Agobiada por la situación de malos tratos hacia mi padre, por la severidad de mi madre conmigo y también por intentar ser la mejor de la clase caí enferma, una bronquitis que acabó con una importante infección en la boca, me hizo quedar en la cama casi un par de meses. Desde el primer día, mi madre estuvo siempre a mi lado, cuidando de mí, como cuando era niña, poniéndome paños de agua fría en la frente para hacerme bajar la alta fiebre que tenía cada noche, llevándome un bol de sopa caliente, zumos de frutas y ayudándome a tomar los medicamentos.

Así pues, cuando empecé a encontrarme mejor, aprovechando la complicidad de la situación, me atreví a preguntar:

  • Mamá, desde que murieron los abuelos has cambiado. ¿qué te ha pasado?
  • Hija mía esta es la herencia que nos dejan a todas las mujeres de la familia – contestó mirándome tiernamente.
  • ¿Herencia? ¿Qué herencia? No entiendo – pregunté extrañada.
  • Solo puedo contarte que tu bisabuela Carlota vivió atemorizada por su marido, el cual, cada vez que se emborrachaba, le pegaba y maltrataba, hasta que un día, cogió a su hija, tu abuela Dolores, y huyó lejos para que no las pudiera encontrar. Vino aquí y empezó de nuevo, una nueva vida, muy diferente de la que tenía hasta entonces. Con su duro trabajo y su inteligencia pudo adquirir a muy buen precio esta casa y, por ahora no puedo contarte nada más, solo que cuando yo me muera tú heredaras esta casa con todo lo que hay dentro de ella y el libro con las ordenanzas de las mujeres – contestó con un tono más duro que me hizo estremecer.
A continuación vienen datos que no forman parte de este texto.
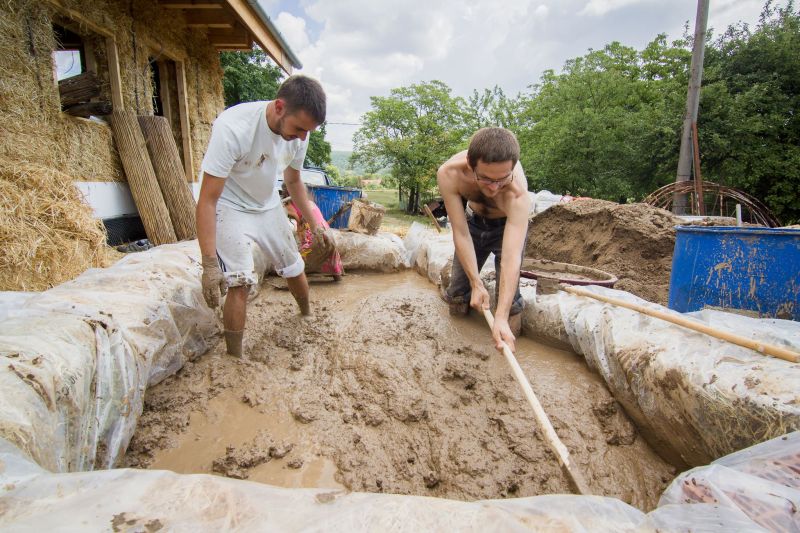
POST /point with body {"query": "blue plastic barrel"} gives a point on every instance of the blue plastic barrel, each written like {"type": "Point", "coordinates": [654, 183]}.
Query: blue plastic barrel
{"type": "Point", "coordinates": [329, 199]}
{"type": "Point", "coordinates": [753, 269]}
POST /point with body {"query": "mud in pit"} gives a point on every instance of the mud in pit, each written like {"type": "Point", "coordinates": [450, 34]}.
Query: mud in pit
{"type": "Point", "coordinates": [384, 392]}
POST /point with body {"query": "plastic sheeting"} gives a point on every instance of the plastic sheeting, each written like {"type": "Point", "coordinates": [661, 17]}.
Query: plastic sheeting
{"type": "Point", "coordinates": [76, 359]}
{"type": "Point", "coordinates": [32, 499]}
{"type": "Point", "coordinates": [693, 395]}
{"type": "Point", "coordinates": [383, 252]}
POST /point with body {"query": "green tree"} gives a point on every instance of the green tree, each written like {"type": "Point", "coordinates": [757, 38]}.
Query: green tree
{"type": "Point", "coordinates": [319, 150]}
{"type": "Point", "coordinates": [251, 76]}
{"type": "Point", "coordinates": [608, 126]}
{"type": "Point", "coordinates": [749, 125]}
{"type": "Point", "coordinates": [412, 131]}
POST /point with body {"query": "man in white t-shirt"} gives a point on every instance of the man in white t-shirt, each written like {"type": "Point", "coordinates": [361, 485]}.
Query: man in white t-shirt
{"type": "Point", "coordinates": [241, 225]}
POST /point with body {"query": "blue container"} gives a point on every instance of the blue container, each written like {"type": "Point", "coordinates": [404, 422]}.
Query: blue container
{"type": "Point", "coordinates": [755, 269]}
{"type": "Point", "coordinates": [329, 199]}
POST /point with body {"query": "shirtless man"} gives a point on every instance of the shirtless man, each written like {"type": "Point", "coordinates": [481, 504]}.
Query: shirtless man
{"type": "Point", "coordinates": [488, 175]}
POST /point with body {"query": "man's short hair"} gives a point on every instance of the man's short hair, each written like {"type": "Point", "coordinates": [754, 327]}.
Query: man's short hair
{"type": "Point", "coordinates": [493, 145]}
{"type": "Point", "coordinates": [301, 93]}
Y besándome suavemente en la frente, me dejo estirada en la cama, atemorizada por esas extrañas palabras que me acababa de confesar.

Una vez logré superar esa larga enfermedad, me incorporé a mis estudios de secretariado, intentando pasar menos tiempo en casa y, sobre todo, enfrentarme a mi madre, la cual era, cada vez, peor que la abuela, mientras tanto, papá se iba pareciendo al abuelo, callado, taciturno, desmemoriado, incluso un poco “dejado”.
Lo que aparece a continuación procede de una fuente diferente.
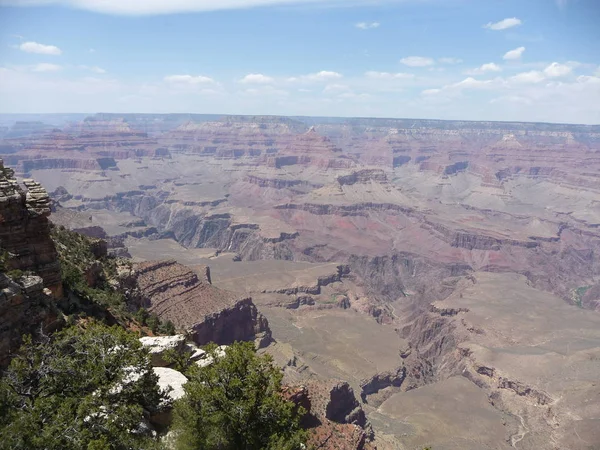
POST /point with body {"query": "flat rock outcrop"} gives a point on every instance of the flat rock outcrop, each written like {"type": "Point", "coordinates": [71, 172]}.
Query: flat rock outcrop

Debido al tiempo que pasé en cama, mi cuerpo se había agarrotado, me dolía mucho la espalda, así que mamá, cansada de oír mis quejas, cada vez más frecuentes, y, aconsejada por su amiga Marina, me acompañó a un osteópata, sobrino de su amiga, del cual contaban excelencias como profesional.
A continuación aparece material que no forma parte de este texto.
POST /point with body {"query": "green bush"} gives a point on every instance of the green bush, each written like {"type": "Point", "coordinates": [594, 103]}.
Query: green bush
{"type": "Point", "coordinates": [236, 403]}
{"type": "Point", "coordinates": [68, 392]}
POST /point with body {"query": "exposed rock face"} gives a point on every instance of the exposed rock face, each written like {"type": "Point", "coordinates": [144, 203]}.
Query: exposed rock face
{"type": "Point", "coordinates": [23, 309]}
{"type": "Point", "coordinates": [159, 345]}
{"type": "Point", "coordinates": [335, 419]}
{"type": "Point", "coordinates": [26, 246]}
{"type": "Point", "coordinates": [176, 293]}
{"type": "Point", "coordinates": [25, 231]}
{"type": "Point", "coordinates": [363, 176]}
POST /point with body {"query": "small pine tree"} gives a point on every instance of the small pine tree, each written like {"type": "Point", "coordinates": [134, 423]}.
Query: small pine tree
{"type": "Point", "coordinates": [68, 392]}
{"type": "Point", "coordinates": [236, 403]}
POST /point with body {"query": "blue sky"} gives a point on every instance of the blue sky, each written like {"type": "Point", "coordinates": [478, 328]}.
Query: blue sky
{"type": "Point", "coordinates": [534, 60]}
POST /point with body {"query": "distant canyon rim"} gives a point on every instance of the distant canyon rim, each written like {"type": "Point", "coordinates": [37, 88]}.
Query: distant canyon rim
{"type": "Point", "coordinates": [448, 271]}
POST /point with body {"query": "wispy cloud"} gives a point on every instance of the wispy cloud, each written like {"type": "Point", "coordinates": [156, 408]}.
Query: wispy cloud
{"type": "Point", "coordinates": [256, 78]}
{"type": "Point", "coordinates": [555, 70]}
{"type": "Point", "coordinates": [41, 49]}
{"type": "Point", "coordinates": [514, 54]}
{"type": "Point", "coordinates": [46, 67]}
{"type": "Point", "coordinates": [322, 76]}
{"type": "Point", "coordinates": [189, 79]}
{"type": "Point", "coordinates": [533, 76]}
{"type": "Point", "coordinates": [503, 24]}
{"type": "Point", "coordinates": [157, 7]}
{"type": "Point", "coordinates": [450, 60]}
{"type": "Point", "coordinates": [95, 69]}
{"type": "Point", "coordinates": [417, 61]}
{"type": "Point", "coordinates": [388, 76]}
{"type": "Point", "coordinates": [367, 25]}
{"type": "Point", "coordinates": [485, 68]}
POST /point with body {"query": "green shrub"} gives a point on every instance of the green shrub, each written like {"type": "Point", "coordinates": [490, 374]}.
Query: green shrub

Tenía la consulta en la planta baja de un edificio del centro de la ciudad. Mamá llamó al timbre y, pasados unos minutos, oímos unos pasos que se acercaban a la puerta y abriéndose, apareció Héctor, alto, moreno, con una bonita sonrisa. Mamá se dio a conocer y él, muy amablemente, la invitó a que volviera al cabo de una hora, que es lo que duraba la sesión, haciéndome entrar en una pequeña sala pintada de blanco con un par de sillones de mimbre, también blancos, una mesita de cristal con unas revistas y una lámpara de pie de madera blanca. A un lado un pequeño naranjo en una maceta de color blanco decoraba la estancia, que desprendía un agradable olor a lavanda.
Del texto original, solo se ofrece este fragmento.